Moskau/Kiew/Paris. Der Anstoß zu der Konferenz als letzten Ausweg kam von Frankreichs Präsidenten Macron und Deutschlands Kanzler Olaf Scholz. Vertreter aus Russland, der Ukraine, Frankreich und Deutschland begannen am Mittwoch auf Beraterebene im sogenannten Normandie-Format in Paris ihre Ge­spräche. Das erste Treffen in dieser Zusammensetzung seit mehr als zwei Jahren. „Das ist ein starkes Signal für die Bereitschaft zu einer friedlichen Lösung“, so Andrij Jermak, Chef des Präsidialamts in Kiew.

Separatisten. Offiziell geht es um „Zukunftsüberlegungen zur Ukraine“. Endlich sollen jene Vereinbarungen umgesetzt werden, mit denen 2015 die Kampfhandlungen in den Separatistenregionen Donezk und Luhansk in der Ostukraine beigelegt wurden. Seit 2014 stehen sich dort prorussische Separatisten und ukrai­nische Armee gegenüber.

Kampfzone. Bei einer möglichen Offensive will Putin jetzt diese Gebiete „an Russland anbinden“, so wie er es bei der Annexion der Krim gemacht hat. Deshalb habe er bis zu 100.000 Mann an der Grenze zur Ukraine zusammengezogen. Auch wolle man ein Datum finden, an dem die Ukraine mit den kremltreuen Separatisten über einen Sonderstatus für die Region Donbass verhandelt. Das lehnte die Ukraine bisher offiziell ab. Moskau geht es aber nicht nur um den Donbass. Putin will die gesamte EU-Sicherheitsarchitektur verändern und den NATO-Einfluss im Osten zurückdrängen. Kritiker bezweifeln deshalb den Sinn der Pariser Beratungen ohne ­Einbeziehung der USA.

Ukraine: Was Putin wirklich will
© oe24

»Putin versteht nur klare Ansagen« 

Helmut Brandstätter war in Kiew, sprach mit ukrainischen Abgeordneten.

oe24.TV: Nach Gesprächen mit ukrainischen Politikern – wie groß ist die Kriegsangst in der Ukraine?

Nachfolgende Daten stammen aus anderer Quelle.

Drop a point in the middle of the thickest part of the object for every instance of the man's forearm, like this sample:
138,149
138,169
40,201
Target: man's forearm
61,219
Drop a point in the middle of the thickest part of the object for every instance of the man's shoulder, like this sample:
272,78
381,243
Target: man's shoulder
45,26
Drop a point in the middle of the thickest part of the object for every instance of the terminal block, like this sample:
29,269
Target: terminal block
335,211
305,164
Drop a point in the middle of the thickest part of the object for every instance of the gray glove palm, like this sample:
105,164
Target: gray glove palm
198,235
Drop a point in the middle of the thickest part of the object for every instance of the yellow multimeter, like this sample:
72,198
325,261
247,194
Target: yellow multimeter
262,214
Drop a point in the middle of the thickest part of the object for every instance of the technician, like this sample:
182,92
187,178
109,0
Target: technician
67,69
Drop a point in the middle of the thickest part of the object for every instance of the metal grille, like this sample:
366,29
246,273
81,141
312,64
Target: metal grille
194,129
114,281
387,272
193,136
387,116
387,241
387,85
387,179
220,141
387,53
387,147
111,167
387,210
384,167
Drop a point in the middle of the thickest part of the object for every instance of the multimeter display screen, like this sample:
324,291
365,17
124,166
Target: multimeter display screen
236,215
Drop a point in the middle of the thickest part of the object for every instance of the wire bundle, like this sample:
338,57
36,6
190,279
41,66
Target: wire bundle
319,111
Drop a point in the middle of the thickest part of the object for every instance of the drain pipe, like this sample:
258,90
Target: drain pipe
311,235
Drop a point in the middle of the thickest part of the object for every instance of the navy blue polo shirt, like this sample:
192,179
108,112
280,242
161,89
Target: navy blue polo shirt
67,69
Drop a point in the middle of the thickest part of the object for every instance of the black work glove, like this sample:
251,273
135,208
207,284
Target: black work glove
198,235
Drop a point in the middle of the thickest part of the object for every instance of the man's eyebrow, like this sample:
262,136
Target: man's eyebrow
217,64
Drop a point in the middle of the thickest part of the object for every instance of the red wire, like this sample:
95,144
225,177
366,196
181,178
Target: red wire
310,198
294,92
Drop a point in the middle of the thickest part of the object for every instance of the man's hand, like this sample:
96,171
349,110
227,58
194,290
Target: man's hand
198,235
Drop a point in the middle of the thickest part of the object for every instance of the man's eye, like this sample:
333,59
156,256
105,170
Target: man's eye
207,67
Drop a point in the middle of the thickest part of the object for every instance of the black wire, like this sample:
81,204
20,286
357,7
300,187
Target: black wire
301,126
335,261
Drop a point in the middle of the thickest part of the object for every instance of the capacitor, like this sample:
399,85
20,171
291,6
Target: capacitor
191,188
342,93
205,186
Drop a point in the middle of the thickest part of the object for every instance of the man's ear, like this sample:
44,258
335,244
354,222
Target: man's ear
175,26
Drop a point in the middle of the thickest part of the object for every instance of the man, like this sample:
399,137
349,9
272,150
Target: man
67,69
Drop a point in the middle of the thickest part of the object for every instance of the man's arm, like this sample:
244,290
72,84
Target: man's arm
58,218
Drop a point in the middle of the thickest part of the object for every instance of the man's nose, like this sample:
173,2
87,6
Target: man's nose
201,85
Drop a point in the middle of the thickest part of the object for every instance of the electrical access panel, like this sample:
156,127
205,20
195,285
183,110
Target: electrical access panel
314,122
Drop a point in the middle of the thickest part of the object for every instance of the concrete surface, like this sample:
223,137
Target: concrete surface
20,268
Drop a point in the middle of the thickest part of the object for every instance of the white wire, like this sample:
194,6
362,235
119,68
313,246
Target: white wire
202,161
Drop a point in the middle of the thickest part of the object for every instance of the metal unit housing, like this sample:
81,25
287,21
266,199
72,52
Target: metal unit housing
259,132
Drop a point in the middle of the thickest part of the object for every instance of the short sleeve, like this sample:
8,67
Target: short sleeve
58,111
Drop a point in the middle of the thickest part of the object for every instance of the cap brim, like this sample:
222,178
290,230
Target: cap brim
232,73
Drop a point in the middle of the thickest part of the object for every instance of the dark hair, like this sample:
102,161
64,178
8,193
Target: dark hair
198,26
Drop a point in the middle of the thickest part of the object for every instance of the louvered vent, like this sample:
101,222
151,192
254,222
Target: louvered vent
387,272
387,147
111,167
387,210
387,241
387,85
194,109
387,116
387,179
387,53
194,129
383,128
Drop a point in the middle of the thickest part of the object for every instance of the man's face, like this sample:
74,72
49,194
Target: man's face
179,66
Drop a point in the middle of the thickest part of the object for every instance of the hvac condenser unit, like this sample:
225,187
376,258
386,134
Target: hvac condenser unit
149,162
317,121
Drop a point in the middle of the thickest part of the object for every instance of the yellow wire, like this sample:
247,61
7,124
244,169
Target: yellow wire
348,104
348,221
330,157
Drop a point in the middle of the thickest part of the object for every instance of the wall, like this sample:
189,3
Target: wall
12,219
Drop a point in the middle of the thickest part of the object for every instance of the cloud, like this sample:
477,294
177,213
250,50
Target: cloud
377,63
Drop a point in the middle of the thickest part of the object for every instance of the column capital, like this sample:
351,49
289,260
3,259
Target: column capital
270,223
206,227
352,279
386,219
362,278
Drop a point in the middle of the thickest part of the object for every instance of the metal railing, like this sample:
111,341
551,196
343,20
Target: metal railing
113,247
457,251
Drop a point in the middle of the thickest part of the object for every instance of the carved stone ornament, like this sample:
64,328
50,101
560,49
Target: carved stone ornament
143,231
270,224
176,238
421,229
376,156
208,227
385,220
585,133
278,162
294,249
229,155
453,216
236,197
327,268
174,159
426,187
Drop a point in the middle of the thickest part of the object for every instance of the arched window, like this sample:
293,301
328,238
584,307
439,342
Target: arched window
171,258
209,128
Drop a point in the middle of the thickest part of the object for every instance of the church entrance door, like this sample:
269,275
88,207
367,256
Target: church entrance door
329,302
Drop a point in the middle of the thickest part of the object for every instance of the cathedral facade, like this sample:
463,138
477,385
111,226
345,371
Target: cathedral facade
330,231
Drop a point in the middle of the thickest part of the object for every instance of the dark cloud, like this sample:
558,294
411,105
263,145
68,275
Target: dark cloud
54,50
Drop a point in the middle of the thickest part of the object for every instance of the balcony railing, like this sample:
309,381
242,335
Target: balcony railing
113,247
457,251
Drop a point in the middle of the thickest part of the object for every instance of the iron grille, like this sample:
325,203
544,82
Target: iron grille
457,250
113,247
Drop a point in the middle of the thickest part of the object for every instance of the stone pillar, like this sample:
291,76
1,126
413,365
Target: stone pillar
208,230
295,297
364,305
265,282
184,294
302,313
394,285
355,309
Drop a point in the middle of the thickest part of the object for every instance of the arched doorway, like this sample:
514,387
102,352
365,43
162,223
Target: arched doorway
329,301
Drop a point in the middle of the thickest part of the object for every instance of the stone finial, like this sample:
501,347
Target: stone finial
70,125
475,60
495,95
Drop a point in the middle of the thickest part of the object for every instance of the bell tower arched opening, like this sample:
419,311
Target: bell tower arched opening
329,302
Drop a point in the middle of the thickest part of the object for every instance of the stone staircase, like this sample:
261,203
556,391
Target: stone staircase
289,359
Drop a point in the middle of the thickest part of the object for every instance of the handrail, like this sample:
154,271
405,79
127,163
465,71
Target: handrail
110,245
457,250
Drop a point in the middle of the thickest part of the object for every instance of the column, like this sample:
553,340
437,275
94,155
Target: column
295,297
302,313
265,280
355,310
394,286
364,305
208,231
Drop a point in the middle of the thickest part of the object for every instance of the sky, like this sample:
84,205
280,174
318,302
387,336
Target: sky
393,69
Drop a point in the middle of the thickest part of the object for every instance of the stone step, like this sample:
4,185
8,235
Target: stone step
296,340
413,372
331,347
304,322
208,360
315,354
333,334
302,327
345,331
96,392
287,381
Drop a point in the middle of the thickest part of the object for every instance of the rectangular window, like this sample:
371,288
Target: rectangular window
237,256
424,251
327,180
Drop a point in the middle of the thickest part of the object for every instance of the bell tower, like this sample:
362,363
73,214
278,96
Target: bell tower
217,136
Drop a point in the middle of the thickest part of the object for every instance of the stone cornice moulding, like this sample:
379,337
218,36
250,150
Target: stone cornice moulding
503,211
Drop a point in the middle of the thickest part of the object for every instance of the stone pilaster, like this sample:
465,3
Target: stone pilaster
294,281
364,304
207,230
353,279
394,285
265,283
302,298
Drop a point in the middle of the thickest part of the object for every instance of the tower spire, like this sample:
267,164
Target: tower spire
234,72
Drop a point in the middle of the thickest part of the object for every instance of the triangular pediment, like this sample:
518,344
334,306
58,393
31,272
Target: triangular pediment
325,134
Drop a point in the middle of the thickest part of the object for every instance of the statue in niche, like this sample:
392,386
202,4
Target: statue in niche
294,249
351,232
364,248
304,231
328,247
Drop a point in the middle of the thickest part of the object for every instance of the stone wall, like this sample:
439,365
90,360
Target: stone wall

Helmut Brandstätter: Das, was Putin erreicht hat, ist eine unglaubliche Unsicherheit, das spürt man in allen Gesprächen. Es kann aber keiner sagen, was morgen passieren wird. Man spürt aber einen unglaublich starken Willen zur Verteidigung. Sollte es zu einem Einmarsch kommen, sagen alle, werden wir uns wehren. Das ukrainische Heer ist auch stärker als vor acht Jahren, als die Krim annektiert wurde.

oe24.TV: Was erwartet ­Kiew von Österreich?

Brandstätter:
Zwischen Recht und Unrecht gibt es keine Neutralität. Wenn es einen Staat gibt, der ­einen anderen angreift, kann es keine Neutralität geben. Kiew braucht diplomatische und politische Unterstützung sowie die klare Ansage: „Putin, du darfst dieses Land nicht angreifen!“ Die Ukraine ist ein selbstständiges Land mit sicheren Grenzen, das muss Putin anerkennen. Klare Positionen werden von uns ­erwartet, etwa, dass es im Fall eines Angriffes (die Pipeline) Nord Stream 2 nicht geben wird.

oe24.TV: Soll Österreichs Außenminister Schallenberg vermitteln?

Brandstätter: Putin versteht nur klare Ansagen. Gemeinsam stark mit Europa, aber nicht mit der Einzeldiplo­matie.